We first investigated the consumption of ultrapure water during solution exchange for the system without the gas flush operation. After filling the device with simulated salt lake water, ultrapure water was passed into the device at a rate of 20 mL∙min−1 after the lithium-ion capture process. Measuring the conductivity at the outlet of the device to characterize the concentration of residual ions. As shown in Figure 5a, the exit conductivity decreases from 52,240 μS∙cm−1 in the direct water wash operation mode. In the other group, the conductivity decreases from 2045 μS∙cm−1 after the gas flush out the residual liquid in the device and then passing ultrapure water into the device. The conductivity is directly proportional to the concentration of ions in the solution. There are nearly two orders of magnitude differences in the conductivity of the solution in both cases when the ultra-pure water consumption is small, indicating that the concentration of impurity ions remaining after the gas flush is lower. The use of gas flush operation can greatly reduce the amount of ion residue in the source solution. However, the single gas flush operation reduces the concentration of the residual solution only in the initial stage. The reduction of conductivity gradually becomes slower with the continuous passage of ultrapure water. In the latter part of the conductivity curve, the conductivity at the outlet of the single gas flush and water rinse is becoming closer and closer, gradually decreasing to about 10 μS/cm. However, this is still far from the ultra-pure water conductivity of 0.17 μS/cm to meet the requirements of passing through the recovery solution for further treatment. Continuous rinsing with ultra-pure water is still required to reduce the amount of residue and avoid the impact on the purity. In order to further reduce water consumption and save operation time, we considered the use of multiple gas flush to achieve a relatively small amount of residue.

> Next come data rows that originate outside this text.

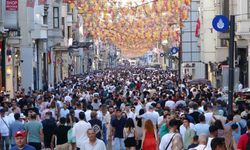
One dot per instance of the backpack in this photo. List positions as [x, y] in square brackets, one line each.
[243, 130]
[248, 142]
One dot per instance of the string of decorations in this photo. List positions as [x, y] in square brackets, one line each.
[134, 26]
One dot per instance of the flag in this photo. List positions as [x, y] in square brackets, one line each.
[30, 3]
[42, 2]
[198, 25]
[49, 57]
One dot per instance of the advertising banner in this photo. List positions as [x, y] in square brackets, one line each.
[11, 14]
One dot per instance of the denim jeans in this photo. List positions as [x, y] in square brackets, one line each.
[119, 144]
[104, 132]
[5, 140]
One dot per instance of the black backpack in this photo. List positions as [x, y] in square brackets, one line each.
[243, 130]
[248, 142]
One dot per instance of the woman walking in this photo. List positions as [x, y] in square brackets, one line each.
[130, 135]
[149, 140]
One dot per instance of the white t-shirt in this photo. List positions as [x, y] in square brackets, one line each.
[165, 141]
[79, 131]
[170, 104]
[208, 117]
[137, 109]
[183, 129]
[4, 128]
[208, 147]
[153, 116]
[64, 112]
[77, 111]
[99, 145]
[87, 115]
[199, 147]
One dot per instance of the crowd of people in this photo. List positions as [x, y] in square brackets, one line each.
[118, 109]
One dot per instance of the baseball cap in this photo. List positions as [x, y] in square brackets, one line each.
[20, 133]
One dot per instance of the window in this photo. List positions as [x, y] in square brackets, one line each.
[56, 17]
[248, 8]
[69, 32]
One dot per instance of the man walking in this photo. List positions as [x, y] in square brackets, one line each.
[172, 140]
[117, 130]
[93, 143]
[20, 138]
[61, 135]
[4, 129]
[14, 127]
[79, 130]
[35, 132]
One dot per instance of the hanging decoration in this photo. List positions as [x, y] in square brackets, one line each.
[134, 26]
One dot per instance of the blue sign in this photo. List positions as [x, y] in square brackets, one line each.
[220, 23]
[174, 50]
[162, 54]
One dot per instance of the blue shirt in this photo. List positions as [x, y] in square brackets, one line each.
[201, 128]
[14, 127]
[26, 147]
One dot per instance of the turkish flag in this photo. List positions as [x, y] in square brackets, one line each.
[42, 2]
[197, 30]
[30, 3]
[49, 57]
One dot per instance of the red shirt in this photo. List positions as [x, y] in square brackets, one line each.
[242, 144]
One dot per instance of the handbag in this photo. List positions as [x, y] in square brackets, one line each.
[6, 126]
[170, 142]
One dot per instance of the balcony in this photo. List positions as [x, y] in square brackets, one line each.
[55, 33]
[243, 28]
[39, 32]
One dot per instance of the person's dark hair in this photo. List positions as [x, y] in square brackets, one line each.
[186, 118]
[230, 117]
[196, 138]
[139, 120]
[82, 116]
[234, 126]
[173, 122]
[62, 120]
[219, 141]
[202, 118]
[33, 116]
[89, 107]
[129, 124]
[248, 124]
[93, 115]
[213, 128]
[17, 116]
[195, 106]
[218, 124]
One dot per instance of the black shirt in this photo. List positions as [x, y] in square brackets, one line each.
[49, 126]
[97, 126]
[61, 132]
[195, 115]
[118, 125]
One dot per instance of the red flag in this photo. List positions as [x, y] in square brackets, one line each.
[42, 2]
[198, 25]
[30, 3]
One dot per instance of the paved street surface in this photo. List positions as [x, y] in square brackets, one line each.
[136, 108]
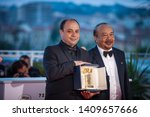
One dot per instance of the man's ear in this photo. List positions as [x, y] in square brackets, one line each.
[60, 31]
[95, 38]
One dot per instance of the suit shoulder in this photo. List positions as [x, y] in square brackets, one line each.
[53, 47]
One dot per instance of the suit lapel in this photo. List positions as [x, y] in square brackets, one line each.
[98, 57]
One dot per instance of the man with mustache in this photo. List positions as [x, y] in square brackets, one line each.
[104, 54]
[59, 62]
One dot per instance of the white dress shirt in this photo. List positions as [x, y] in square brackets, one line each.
[112, 71]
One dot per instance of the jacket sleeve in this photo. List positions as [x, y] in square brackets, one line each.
[54, 69]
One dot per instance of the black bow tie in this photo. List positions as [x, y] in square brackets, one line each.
[105, 53]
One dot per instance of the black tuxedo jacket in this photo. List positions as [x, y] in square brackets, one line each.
[59, 68]
[122, 72]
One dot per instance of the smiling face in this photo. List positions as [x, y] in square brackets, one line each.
[104, 37]
[70, 33]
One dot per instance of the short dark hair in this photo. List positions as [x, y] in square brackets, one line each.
[96, 27]
[65, 20]
[17, 65]
[24, 57]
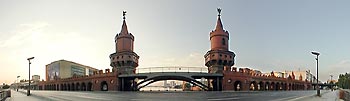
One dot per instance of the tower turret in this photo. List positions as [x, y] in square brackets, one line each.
[124, 60]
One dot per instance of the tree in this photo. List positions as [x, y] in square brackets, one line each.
[344, 81]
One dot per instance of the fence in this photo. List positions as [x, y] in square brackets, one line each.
[4, 94]
[172, 69]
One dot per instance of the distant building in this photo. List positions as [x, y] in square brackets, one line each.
[36, 78]
[65, 69]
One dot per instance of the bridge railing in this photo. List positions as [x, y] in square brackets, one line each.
[172, 69]
[4, 94]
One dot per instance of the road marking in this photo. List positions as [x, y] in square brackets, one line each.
[218, 99]
[88, 97]
[284, 99]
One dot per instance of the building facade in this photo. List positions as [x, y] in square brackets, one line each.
[219, 58]
[62, 69]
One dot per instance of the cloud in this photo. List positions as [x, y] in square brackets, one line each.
[23, 34]
[193, 59]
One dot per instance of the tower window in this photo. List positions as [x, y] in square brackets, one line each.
[223, 41]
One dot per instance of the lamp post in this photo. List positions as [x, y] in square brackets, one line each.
[17, 83]
[331, 83]
[28, 91]
[317, 86]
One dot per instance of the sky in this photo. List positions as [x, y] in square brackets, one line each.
[266, 35]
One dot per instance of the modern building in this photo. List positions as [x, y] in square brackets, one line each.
[65, 69]
[36, 78]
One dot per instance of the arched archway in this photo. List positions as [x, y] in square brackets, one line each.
[83, 86]
[253, 86]
[290, 87]
[72, 87]
[77, 88]
[89, 86]
[267, 86]
[272, 86]
[261, 86]
[61, 87]
[237, 85]
[69, 87]
[278, 86]
[170, 77]
[104, 86]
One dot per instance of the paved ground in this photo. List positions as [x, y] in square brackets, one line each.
[326, 96]
[171, 96]
[22, 96]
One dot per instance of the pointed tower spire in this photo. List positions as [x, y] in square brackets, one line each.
[218, 23]
[124, 26]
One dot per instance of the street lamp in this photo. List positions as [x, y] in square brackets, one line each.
[331, 82]
[17, 83]
[317, 87]
[28, 91]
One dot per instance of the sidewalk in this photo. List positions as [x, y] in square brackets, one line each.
[327, 96]
[22, 96]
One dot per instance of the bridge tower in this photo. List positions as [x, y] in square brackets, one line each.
[219, 58]
[124, 60]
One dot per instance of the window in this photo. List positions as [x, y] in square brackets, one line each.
[223, 41]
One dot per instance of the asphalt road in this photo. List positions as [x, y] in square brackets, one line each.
[171, 96]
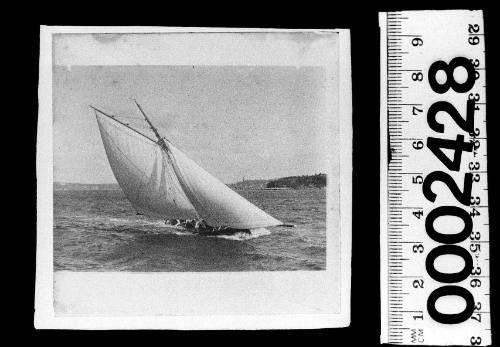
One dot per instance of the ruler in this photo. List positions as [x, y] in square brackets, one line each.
[434, 193]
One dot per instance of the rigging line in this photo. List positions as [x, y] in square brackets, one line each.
[125, 125]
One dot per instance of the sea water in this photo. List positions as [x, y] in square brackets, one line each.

The multiple gas flush operation is that after gas flushing the source solution, a small amount of ultrapure water is passed into the device to clean the device housing and the residue on the electrode surface, then gas flushing out the waste solution and repeating the process. As shown in Figure 5b for the stepped line segment, each arrow indicates 22 mL of ultra-pure water, followed by a nitrogen flush. After the second gas wash, the electrical conductivity at the outlet sharply decreased from 1472.2 μS/cm to 40.55 μS/cm, 7.458 μS/cm after the third gas wash, and 2.101 μS/cm after the fourth gas wash. The electrical conductivity showed a step-down trend. However, with the same water consumption, the conductivity showed a slow downward trend and finally dropped to about 10 μS/cm after a single gas flush with continuous water washing. For the same water consumption, compared with a single gas flushing, the multiple gas flush approach is easier to obtain lower conductivity, that is, to reduce more residue of impurities. Figure 5c represents the Na+ ion concentration at the outlet of the device as a function of time. The results show that under the same pumping velocity, multiple gas flush approaches take less time to achieve the same low sodium ion concentration. The flush time is negligible compared to the time it takes to pump in the solution, which is a huge advantage of the gas flushing operation.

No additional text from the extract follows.